Last week, the Biden administration’s Department of Energy (DOE) released its latest Critical Minerals Assessment. One interesting part of the report is the inclusion of uranium as a near-critical supply risk for the United States both in the short term and the medium term. Moreover, they concluded in the short term it ranks alongside lithium in its importance to energy in our economy.
According to DOE, uranium was included because in their scenarios, uranium demand would increase by 110 percent to meet their net zero emissions goals.
The Biden administration is concerned about uranium supply because 45 percent of uranium is produced in a single country (Kazakhstan), and Russia was the leading enrichment capacity country in 2020 and held a market share of 46%.” In fact, DOE writes, “Russia’s domination of the enrichment capacity poses a threat to the nuclear fuel supply for those countries that are not allies of Russia.”

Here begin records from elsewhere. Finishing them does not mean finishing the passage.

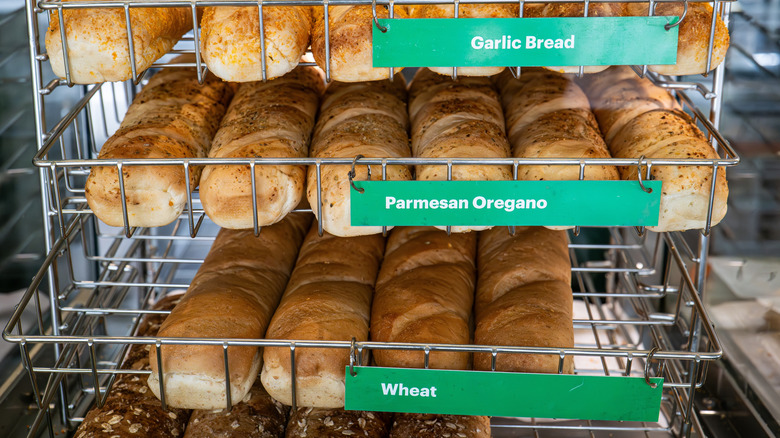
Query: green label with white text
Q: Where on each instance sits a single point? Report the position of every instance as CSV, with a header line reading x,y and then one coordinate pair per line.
x,y
483,203
443,42
611,398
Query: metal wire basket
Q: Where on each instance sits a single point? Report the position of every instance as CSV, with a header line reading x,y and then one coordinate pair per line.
x,y
642,311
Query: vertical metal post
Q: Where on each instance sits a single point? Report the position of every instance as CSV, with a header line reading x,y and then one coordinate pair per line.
x,y
704,237
36,58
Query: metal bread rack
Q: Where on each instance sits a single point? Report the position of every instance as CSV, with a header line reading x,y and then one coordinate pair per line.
x,y
100,280
621,325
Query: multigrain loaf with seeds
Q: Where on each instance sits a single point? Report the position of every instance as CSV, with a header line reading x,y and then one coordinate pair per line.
x,y
337,423
257,416
440,426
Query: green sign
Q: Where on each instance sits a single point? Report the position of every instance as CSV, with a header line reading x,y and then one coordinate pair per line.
x,y
444,42
503,394
482,203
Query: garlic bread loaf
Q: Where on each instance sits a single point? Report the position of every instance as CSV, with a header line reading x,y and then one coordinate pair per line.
x,y
233,295
367,119
265,120
351,52
548,116
230,40
97,43
574,10
172,117
693,43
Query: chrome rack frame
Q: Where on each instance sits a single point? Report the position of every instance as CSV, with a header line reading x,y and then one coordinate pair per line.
x,y
128,267
622,333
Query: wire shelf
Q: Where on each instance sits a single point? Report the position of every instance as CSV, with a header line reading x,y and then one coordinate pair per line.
x,y
620,315
67,148
58,7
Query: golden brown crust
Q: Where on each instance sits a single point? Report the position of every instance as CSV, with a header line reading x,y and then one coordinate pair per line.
x,y
524,298
693,37
233,295
438,426
230,40
258,416
424,294
264,120
97,41
172,117
548,116
457,119
328,298
351,50
131,409
366,119
618,95
337,423
575,10
465,11
686,189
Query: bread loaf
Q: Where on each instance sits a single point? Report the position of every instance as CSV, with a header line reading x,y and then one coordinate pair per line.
x,y
257,416
686,189
172,117
328,299
575,10
230,40
437,426
618,95
97,45
548,116
524,298
693,37
424,294
366,119
337,423
351,52
264,120
465,11
457,119
233,295
131,410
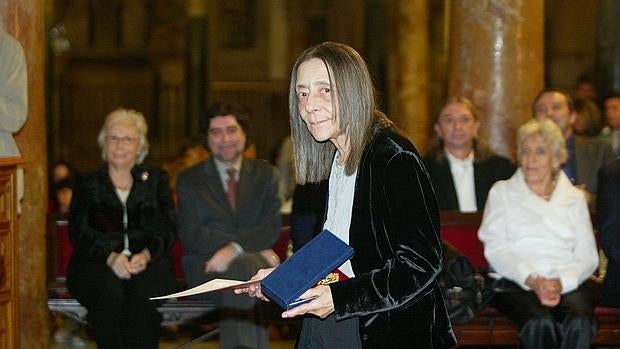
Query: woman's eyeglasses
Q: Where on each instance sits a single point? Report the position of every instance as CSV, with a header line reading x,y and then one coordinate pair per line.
x,y
125,140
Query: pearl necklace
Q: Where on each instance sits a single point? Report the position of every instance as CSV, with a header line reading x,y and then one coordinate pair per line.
x,y
546,195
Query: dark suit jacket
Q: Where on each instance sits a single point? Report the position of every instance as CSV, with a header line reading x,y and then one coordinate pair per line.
x,y
207,222
609,229
96,222
486,173
395,234
590,155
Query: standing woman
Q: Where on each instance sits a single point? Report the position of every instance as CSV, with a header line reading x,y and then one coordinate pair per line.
x,y
121,227
380,201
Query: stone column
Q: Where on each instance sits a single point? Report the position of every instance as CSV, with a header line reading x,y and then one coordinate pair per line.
x,y
609,46
24,20
408,75
497,61
196,72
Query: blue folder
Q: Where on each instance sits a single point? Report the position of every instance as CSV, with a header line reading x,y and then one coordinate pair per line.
x,y
304,269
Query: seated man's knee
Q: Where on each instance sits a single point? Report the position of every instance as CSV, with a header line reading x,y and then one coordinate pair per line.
x,y
246,265
541,332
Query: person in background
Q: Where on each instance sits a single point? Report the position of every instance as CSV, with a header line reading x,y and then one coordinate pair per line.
x,y
122,225
585,88
380,201
284,161
60,172
229,217
538,237
611,133
609,230
588,121
13,92
461,165
585,155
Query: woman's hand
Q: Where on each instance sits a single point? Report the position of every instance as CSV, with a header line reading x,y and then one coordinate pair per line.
x,y
119,263
221,259
254,290
321,306
139,261
271,257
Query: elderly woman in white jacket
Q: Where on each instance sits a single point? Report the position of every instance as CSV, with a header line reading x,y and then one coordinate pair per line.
x,y
538,237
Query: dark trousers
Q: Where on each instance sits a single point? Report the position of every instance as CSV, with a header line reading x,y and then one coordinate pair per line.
x,y
242,320
571,324
119,311
328,333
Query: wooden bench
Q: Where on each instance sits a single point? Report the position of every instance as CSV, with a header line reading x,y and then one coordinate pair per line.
x,y
174,311
491,327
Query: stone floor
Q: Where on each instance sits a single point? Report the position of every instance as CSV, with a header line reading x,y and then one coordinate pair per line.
x,y
68,333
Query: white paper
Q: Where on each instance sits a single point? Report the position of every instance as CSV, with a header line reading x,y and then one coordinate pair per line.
x,y
210,286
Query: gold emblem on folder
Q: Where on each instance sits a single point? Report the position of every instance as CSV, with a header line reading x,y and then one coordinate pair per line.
x,y
330,279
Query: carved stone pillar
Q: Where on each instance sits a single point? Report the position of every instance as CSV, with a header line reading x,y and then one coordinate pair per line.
x,y
609,46
409,78
497,61
24,20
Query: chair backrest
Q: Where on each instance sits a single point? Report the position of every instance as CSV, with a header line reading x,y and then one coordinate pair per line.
x,y
461,231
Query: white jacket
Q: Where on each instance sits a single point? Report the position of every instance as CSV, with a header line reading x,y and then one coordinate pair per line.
x,y
524,234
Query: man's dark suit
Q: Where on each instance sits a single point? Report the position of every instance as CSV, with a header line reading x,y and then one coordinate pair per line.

As DOE has previously noted, Russia is tied with Australia as the 3rd largest uranium source for the United States supplying 14 percent of US uranium. In fact, the US only supplies 5 percent of the uranium we use. And even worse, U.S. uranium concentrate production has essentially stopped:
During the booming times of uranium in the U.S. (from around the late 1960’s until the mid-1980’s) there were 26 mills to process ore mined by conventional underground or open pit mines. The only one remaining today is the White Mesa mill of Energy Fuels in Blanding, UT. There aren’t any conventional mines today, so it processes (i.e., cleans up or removes uranium from) 11(e)2 waste from various locations.

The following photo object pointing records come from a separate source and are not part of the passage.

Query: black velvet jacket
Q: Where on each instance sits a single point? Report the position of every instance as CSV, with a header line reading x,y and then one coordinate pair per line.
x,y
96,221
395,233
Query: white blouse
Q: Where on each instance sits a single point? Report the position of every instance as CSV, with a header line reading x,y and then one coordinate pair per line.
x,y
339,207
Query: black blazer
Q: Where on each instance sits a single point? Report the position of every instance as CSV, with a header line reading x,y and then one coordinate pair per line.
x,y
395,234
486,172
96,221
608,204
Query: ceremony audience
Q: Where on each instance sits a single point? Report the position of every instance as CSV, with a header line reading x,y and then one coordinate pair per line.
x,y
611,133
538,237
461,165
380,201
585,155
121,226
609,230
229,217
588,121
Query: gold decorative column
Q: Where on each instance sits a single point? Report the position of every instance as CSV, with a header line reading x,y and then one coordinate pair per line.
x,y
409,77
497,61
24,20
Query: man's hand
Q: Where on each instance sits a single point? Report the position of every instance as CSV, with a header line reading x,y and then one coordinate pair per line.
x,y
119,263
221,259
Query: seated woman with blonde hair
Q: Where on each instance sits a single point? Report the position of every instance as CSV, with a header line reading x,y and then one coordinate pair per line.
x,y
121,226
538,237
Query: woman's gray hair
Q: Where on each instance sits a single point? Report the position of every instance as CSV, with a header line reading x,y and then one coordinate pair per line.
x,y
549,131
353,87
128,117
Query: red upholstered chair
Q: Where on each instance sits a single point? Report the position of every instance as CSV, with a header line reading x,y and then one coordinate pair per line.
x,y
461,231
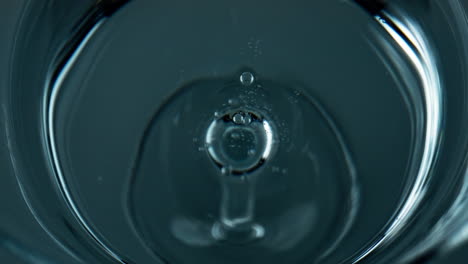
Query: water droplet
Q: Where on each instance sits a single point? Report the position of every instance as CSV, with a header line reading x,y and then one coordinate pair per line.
x,y
233,102
247,78
238,118
235,135
242,140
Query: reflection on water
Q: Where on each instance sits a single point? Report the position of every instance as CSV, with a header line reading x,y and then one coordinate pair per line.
x,y
256,155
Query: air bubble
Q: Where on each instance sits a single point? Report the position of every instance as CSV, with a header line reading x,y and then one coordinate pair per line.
x,y
241,140
247,78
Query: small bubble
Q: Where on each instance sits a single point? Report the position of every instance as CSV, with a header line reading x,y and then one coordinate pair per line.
x,y
238,118
247,119
247,78
225,171
233,102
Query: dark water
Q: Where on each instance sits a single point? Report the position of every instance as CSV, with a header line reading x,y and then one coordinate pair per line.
x,y
248,132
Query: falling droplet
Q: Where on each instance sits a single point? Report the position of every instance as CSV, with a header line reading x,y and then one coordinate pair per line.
x,y
233,102
247,78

With these revelations, it seems obvious that the Biden administration would start working to make sure the United States increases uranium mining. Right, RIGHT? Wrong. The Biden administration is doing the exact opposite.
The Washington Post is reporting that President Biden is planning a trip to Arizona this week and that he “is leaning toward designating a vast area near the Grand Canyon as a national monument to safeguard it from uranium mining…” There is no uranium mining proposed in the Grand Canyon, although opponents of nuclear power and its attendant uranium mining try their best to confuse casual observers of the news by mentioning the Grand Canyon. This is simply a land grab using the Grand Canyon as an icon to disguise an anti-nuclear power agenda. In 2022, nuclear continued to be the largest single source of carbon-free electricity generation in the United States, producing more than wind and solar combined and providing 19% of all electricity.
The next time the Biden administration talks about climate change or net zero, remember they have zero interest in doing things like increasing uranium mining in the United States that would make us more energy secure and help reduce carbon dioxide emissions. They also seem not to care about the Russian predominance in nuclear fuel process. The Biden administration is only interested in taking actions that increase the federal government’s power while giving money to the right special interest groups—not actually reducing carbon dioxide emissions.
Lastly, a few months ago, we produced a report on mining The Economic and Strategic Importance of Domestic Mineral Production. In that report, we detailed how Biden’s “net zero” carbon emissions policy requires significantly more critical minerals, how China dominates those supply chains., and how the Biden administration is stifling new mining in the United States. Sadly, it turns out that a very similar story is true of uranium as with other minerals.